Дело кончилось нервным срывом. Однажды в супермаркете она начала хватать с полки стеклянные банки с яблочным соком и бить их об пол. Это было ужасно. Всюду осколки, огромные лужи, а она носится, не замечая пораненных ног, и продолжает все громить. До того обезумела, что трое здоровенных охранников с трудом смогли ее скрутить и унести.
Конечно, не брат толкнул ее на это бесчинство (хотя стишки сделали свое дело), но сам он за собой вину (справедливо или несправедливо) признал. После этого случая он отказался от всяких попыток что-либо опубликовать. Он навестил Эллен в больнице, и то, что он увидел, его подкосило: девушка явно не в себе, законченная истеричка – как с цепи сорвалась, орала, что он ее ненавидит. У нее был настоящий психический сдвиг, и тут уж он оказался бессилен. Тогда-то он и поклялся, что не напечатает ни строчки. Я думаю, это было нечто вроде покаяния, и данный себе обет он хранил до конца, до самого последнего дня, с присущими ему жесткостью и упрямством.
Месяца через два после визита в больницу я получила от него письмо, где он сообщал, что бросил учебу. Обрати внимание: он не советовался со мной, просто ставил меня в известность. «Дорогая мама» и все в таком духе, очень вежливо, очень убедительно. «Я решил уйти из колледжа, чтобы избавить тебя от дополнительных расходов. Эллен в тяжелом положении, представляю, какие медицинские счета тебе приходится оплачивать», бла-бла-бла, все в таком духе.
Я пришла в ярость. С его задатками – бросить Гарвард! Это был акт саботажа, но что я могла сделать? Он поставил меня перед свершившимся фактом. Отец его соученика, как-то связанный с флотом – кажется, он возглавлял профсоюз моряков или что-то в этом роде, – помог ему оформить бумаги. К тому моменту, когда пришло письмо, он уже был в Техасе, и на ближайшие пять с лишним лет он выпал из моего поля зрения.
Примерно раз в месяц Эллен получала от него письмецо или открытку, но всегда без обратного адреса. Куда бы его ни заносило – Париж, юг Франции, неважно, – он пресекал любую возможность с ним связаться. Он вел себя как последний трус, заслуживающий презрения. Не спрашивай меня, зачем я сохранила эти письма. Их следовало сжечь. Да, именно так. Сжечь все до одного.
Этот монолог продолжался добрый час. В ее словах ощущалось все больше горечи, сама же речь, до определенного момента достаточно внятная, после очередного бокала вина сделалась почти бессвязной.
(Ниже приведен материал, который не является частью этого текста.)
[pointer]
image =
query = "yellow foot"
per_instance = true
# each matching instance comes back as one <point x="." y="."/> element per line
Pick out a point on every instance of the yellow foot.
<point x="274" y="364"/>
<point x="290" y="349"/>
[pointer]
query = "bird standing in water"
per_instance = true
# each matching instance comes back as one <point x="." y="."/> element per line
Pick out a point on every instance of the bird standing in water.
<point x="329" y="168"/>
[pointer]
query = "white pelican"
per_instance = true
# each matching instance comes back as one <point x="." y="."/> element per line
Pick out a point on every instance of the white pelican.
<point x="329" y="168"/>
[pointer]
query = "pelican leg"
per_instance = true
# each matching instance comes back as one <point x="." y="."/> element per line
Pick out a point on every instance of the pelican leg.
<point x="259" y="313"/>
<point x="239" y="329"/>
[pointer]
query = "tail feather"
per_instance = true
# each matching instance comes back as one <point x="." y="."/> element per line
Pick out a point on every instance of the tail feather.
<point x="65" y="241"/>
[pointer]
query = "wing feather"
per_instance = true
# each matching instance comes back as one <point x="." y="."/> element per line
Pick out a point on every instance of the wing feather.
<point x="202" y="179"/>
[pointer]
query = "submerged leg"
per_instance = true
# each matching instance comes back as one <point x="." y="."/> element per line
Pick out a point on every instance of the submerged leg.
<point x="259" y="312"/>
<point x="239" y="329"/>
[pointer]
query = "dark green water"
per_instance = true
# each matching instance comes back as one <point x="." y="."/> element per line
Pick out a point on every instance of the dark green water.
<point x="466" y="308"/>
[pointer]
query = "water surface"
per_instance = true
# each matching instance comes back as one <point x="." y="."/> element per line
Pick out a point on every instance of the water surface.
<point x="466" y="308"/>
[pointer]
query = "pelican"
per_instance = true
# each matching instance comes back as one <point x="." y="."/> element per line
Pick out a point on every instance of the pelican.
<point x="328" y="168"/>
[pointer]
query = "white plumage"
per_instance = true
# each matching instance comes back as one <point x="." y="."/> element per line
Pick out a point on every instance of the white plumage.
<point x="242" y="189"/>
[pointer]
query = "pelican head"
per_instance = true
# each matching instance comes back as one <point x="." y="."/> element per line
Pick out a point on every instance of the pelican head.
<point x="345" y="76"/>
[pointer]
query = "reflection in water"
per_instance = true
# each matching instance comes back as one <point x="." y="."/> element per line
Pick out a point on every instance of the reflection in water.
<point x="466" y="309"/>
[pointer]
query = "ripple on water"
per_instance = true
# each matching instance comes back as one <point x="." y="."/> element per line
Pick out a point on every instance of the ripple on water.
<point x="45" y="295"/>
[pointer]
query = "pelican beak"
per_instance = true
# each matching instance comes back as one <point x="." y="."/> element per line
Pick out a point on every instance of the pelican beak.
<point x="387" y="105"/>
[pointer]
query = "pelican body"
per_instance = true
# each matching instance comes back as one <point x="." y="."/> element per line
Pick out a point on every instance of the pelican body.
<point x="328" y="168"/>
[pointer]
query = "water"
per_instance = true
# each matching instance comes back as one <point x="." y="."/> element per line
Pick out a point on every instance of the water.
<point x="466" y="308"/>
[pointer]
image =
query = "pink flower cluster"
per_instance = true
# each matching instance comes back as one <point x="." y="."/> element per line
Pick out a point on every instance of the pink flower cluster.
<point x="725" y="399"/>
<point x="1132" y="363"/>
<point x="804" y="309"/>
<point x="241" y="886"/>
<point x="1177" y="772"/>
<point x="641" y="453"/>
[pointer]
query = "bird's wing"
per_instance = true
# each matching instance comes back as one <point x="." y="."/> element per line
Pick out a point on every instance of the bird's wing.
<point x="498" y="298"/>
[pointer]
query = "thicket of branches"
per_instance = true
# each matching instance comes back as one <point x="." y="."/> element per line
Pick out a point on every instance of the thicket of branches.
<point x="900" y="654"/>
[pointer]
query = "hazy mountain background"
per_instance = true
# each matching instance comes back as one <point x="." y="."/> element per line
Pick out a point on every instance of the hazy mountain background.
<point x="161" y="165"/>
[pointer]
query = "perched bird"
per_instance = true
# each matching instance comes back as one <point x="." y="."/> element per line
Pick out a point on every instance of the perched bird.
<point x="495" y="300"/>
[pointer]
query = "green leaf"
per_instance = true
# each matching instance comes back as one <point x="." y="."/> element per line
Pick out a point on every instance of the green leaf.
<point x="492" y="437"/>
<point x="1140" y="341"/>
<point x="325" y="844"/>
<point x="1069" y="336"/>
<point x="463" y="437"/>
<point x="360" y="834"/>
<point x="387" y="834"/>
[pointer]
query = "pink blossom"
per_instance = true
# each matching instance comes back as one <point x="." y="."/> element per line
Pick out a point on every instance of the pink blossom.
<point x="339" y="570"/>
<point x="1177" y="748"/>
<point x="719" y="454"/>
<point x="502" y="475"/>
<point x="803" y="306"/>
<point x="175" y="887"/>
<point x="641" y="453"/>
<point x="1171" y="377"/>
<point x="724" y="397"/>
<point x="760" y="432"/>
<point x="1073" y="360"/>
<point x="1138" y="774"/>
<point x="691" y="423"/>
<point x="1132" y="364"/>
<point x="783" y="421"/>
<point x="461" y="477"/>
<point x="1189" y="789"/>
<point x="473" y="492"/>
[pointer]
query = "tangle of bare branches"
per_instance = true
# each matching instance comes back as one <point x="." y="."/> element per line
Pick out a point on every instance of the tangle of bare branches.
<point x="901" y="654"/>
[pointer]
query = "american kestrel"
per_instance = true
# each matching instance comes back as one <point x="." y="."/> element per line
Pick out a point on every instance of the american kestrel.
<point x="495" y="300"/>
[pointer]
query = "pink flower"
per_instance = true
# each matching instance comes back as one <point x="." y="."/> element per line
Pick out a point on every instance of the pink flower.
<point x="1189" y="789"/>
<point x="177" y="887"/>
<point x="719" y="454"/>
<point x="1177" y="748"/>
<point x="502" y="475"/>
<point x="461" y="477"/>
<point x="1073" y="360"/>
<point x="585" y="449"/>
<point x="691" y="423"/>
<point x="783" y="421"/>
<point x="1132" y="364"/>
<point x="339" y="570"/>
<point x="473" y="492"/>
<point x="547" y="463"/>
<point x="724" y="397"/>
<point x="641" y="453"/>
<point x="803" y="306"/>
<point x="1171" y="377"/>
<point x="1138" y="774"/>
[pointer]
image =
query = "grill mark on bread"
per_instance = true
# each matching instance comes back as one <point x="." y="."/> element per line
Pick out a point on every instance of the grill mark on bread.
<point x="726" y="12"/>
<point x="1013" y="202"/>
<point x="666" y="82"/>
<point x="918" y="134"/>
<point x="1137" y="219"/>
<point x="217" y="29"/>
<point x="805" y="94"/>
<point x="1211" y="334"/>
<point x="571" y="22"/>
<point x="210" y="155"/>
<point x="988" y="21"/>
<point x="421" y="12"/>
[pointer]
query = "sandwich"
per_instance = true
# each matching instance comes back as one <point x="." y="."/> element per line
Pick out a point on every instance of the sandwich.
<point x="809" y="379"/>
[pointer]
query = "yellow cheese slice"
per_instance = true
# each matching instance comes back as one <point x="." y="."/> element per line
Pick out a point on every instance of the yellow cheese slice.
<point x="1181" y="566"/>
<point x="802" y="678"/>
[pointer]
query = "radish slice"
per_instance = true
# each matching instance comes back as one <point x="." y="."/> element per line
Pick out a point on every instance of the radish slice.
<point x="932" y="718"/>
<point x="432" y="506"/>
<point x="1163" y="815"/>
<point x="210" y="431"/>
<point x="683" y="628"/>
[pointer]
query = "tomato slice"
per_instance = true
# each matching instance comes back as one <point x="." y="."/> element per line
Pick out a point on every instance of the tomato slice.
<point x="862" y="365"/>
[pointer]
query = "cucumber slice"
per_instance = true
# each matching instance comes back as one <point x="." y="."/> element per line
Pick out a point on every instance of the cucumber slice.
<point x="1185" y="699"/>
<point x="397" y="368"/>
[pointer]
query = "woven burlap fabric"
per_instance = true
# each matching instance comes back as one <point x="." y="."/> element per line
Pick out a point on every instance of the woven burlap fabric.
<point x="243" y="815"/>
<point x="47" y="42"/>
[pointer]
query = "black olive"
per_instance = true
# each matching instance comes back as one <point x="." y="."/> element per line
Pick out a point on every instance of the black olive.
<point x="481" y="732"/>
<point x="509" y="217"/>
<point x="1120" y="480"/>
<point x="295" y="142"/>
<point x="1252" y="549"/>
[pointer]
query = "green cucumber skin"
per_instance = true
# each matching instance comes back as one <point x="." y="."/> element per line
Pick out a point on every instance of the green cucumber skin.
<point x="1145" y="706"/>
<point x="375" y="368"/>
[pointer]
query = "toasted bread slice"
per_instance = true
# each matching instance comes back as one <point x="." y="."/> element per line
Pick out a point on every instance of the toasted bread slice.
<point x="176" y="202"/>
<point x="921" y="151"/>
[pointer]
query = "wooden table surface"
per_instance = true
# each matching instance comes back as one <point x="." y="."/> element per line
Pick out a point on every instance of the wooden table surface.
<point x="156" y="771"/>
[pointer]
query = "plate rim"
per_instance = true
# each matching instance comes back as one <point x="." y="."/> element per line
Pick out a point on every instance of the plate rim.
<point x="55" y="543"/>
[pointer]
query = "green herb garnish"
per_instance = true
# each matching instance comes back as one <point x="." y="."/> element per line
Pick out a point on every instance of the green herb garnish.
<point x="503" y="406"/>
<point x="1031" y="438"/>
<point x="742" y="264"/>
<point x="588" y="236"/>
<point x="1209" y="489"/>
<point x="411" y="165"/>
Ее голос действовал гипнотически. Пока он звучал, я чувствовал себя защищенным, даже неуязвимым. Я слушал ее вполуха, качаясь на модуляциях этого голоса, как на поплавке, плывя по течению этой журчащей речи. Послеполуденный свет играл на блюдцах, на масленке, на зеленых бутылочных боках, по комнате разливалось сияние, и такая воцарилась тишина, что собственная телесная оболочка вдруг показалась мне чем-то инородным. Вот и я так же, пронеслось в голове при виде тающего масла. С этим надо кончать, говорил я себе, не то ситуация совсем выйдет из-под контроля. Но я так ничего и не сделал, да, скорее всего, и не мог.